Nous constatons chez nos interlocuteurs une forte demande d’explications, et les éléments tangibles que nous pouvons commenter valent mieux que de longues démonstrations. Cette pédagogie va permettre d’expliquer les mouvements de prix sur les garanties, voire ce que nous pouvons qualifier d’« horizon d’inassurabilité ». Ce nom barbare est en réalité la question que se posent tous les dirigeants : à partir de quand mon activité ne sera-t-elle plus assurable ? La réponse ne peut plus être « ne vous en faites pas, on y est toujours arrivé, on y arrivera encore ». D’ailleurs, dans le baromètre* réalisé par l’AMRAE en partenariat avec AXA Climate, 62 % des risk managers craignent que leurs activités ne soient plus assurables dans le futur.
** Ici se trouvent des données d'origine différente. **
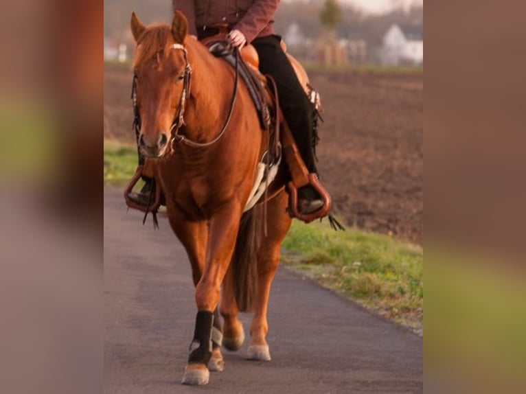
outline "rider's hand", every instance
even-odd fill
[[[228,35],[229,42],[234,47],[239,47],[240,49],[247,43],[247,38],[239,30],[232,30]]]

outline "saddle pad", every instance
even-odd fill
[[[281,149],[279,150],[281,152]],[[264,154],[263,157],[264,157]],[[267,176],[265,176],[265,168],[267,164],[262,159],[262,161],[258,163],[258,169],[256,170],[255,179],[254,181],[254,185],[252,187],[252,190],[249,196],[249,199],[247,200],[243,212],[250,211],[254,205],[260,200],[261,196],[265,192],[265,190],[268,187],[268,185],[272,183],[274,178],[277,174],[277,170],[279,167],[279,164],[282,162],[282,154],[277,157],[275,163],[268,165],[268,171]]]

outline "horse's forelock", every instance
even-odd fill
[[[172,30],[167,25],[148,27],[139,38],[134,67],[139,67],[148,59],[163,50],[168,53],[168,47],[174,42]]]

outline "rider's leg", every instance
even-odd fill
[[[281,47],[278,36],[256,38],[252,45],[260,57],[260,70],[272,76],[277,86],[279,106],[294,136],[301,158],[309,172],[317,173],[312,152],[313,113],[312,104],[296,76],[288,58]],[[298,191],[298,197],[304,200],[301,209],[308,213],[321,208],[323,203],[317,193],[310,187]]]

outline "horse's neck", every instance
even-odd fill
[[[188,61],[193,69],[190,94],[185,113],[187,138],[205,142],[222,127],[232,94],[233,77],[228,65],[214,58],[201,44],[187,45]]]

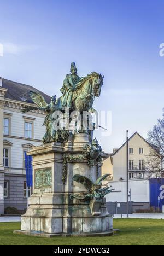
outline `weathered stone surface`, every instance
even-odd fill
[[[22,216],[22,231],[28,232],[30,235],[36,232],[43,235],[48,234],[49,237],[52,234],[112,232],[112,216],[107,212],[104,200],[97,206],[98,211],[96,209],[98,214],[93,216],[89,201],[77,199],[72,201],[70,199],[72,193],[86,190],[81,184],[72,182],[73,176],[85,175],[95,182],[97,178],[97,166],[89,166],[85,160],[68,160],[66,182],[63,184],[62,181],[62,154],[70,153],[70,148],[73,154],[81,153],[84,144],[89,143],[87,136],[86,134],[77,135],[74,143],[69,141],[65,144],[60,143],[60,148],[59,145],[52,143],[46,146],[37,147],[28,153],[33,156],[34,173],[36,170],[51,168],[52,184],[51,188],[36,189],[33,181],[34,193],[29,199],[29,207],[26,213]]]

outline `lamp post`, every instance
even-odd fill
[[[128,218],[128,131],[126,131],[126,215]]]

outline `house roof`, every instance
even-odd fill
[[[8,89],[5,95],[5,97],[11,100],[33,103],[29,96],[30,91],[41,94],[48,103],[50,102],[51,100],[50,97],[47,94],[42,92],[31,85],[27,85],[4,78],[2,80],[2,88]]]
[[[151,148],[152,148],[153,149],[154,149],[155,150],[157,151],[157,152],[159,152],[159,148],[155,146],[155,145],[154,145],[152,143],[150,143],[148,141],[147,141],[145,139],[144,139],[143,137],[142,137],[141,135],[140,135],[140,134],[139,134],[137,132],[134,132],[134,133],[133,134],[133,135],[131,136],[131,137],[130,137],[129,138],[128,138],[128,141],[130,141],[131,139],[131,138],[132,138],[135,135],[138,135],[142,139],[143,139],[150,147],[151,147]],[[123,148],[123,147],[126,145],[126,141],[120,147],[120,148],[119,148],[114,153],[113,153],[112,154],[112,155],[115,155],[119,150],[120,149],[121,149],[122,148]]]

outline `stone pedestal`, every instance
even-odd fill
[[[33,156],[33,194],[21,218],[21,230],[15,232],[46,237],[113,234],[112,216],[104,200],[94,205],[93,213],[89,201],[70,199],[73,193],[86,191],[83,184],[72,182],[74,175],[93,182],[101,176],[101,164],[89,166],[83,158],[83,147],[89,143],[87,135],[77,134],[66,143],[52,143],[29,152]]]

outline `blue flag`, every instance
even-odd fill
[[[27,155],[25,152],[25,161],[26,172],[27,186],[32,187],[32,157],[31,155]]]
[[[150,205],[158,207],[159,201],[160,209],[164,205],[164,179],[153,178],[149,179],[150,183]]]

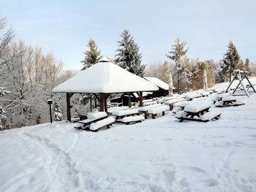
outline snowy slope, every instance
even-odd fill
[[[2,131],[0,191],[256,191],[256,94],[236,98],[246,104],[206,123],[167,112],[97,133],[65,122]]]

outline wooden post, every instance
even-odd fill
[[[226,89],[226,91],[225,91],[225,93],[227,93],[228,89],[229,89],[230,87],[231,86],[232,82],[234,81],[234,80],[236,79],[236,77],[237,75],[238,75],[238,73],[236,73],[235,76],[233,77],[232,81],[230,82],[230,85],[228,85],[228,87],[227,87],[227,88]],[[231,76],[230,76],[230,77],[231,77]]]
[[[95,96],[94,96],[94,108],[97,107],[97,97],[96,97],[96,94],[95,94]]]
[[[140,91],[140,92],[136,92],[136,93],[140,98],[140,107],[143,107],[143,97],[142,92]]]
[[[104,112],[105,93],[99,93],[99,111]]]
[[[105,99],[104,99],[104,107],[105,107],[105,112],[108,112],[108,105],[107,105],[107,99],[108,99],[108,95],[104,94]]]
[[[90,111],[92,111],[91,94],[90,94]]]
[[[70,106],[70,98],[72,96],[70,93],[66,93],[66,99],[67,99],[67,120],[71,121],[71,106]]]
[[[131,93],[128,93],[128,106],[129,106],[129,108],[132,107]]]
Je vais illustrer avec l’inondation, car c’est une conséquence très significative du réchauffement climatique. Retenons qu’un degré de plus, c’est 7 % d’humidité en plus dans l’atmosphère. Il y a donc un effet direct sur les inondations en France, au point que Swiss Re estime la hausse des pertes assurées à 160 % d’ici à 2040 et que France Assureurs (ex-FFA) chiffre à 6,5 milliards d’euros l’effet du changement climatique sur le coût des inondations à horizon 2050. Prenons donc l’exemple d’un industriel situé proche d’un cours d’eau pour lequel le courtier a réussi à placer avec difficulté et aux tous derniers jours de l’année 2021, le contrat dommage. En faisant une projection en 2030, 2040 et 2050, on peut démontrer que le site ne sera, à terme, plus assurable parce que la période de retour du risque inondation s’est accélérée de manière dramatique dans sa zone. Ce partage d’informations permettra d’entamer une discussion plus sereine sur l’évolution du prix de son assurance.
Dans ces situations, le travail d’AXA Climate est aligné avec celui du courtier, et nous jouons un rôle de conseil pour aider l’entreprise à comprendre sa trajectoire. Pour l’instant, nous proposons des prestations principalement pour les grandes entreprises ou pour celles qui concentrent au moins 100 millions d’euros de valeurs assurables sur un seul site.
Définir le seuil d’assurabilité n’est pas une fin en soi. Il permet en réalité de raisonner en retroplanning : quelles sont les mesures à prendre pour rester sous le seuil d’assurabilité défini ? Comment et où investir ? Quelle est la part de risque que l’entreprise doit conserver ? Cette discussion ouvre au courtier l’opportunité d’enchainer avec des réflexions sur le financement de cette auto-assurance, par exemple avec une captive d’assurances ou de réassurance. Ultimement, cela peut conduire à prendre des mesures radicales, comme fermer un site et en ouvrir un autre dans une zone moins exposée.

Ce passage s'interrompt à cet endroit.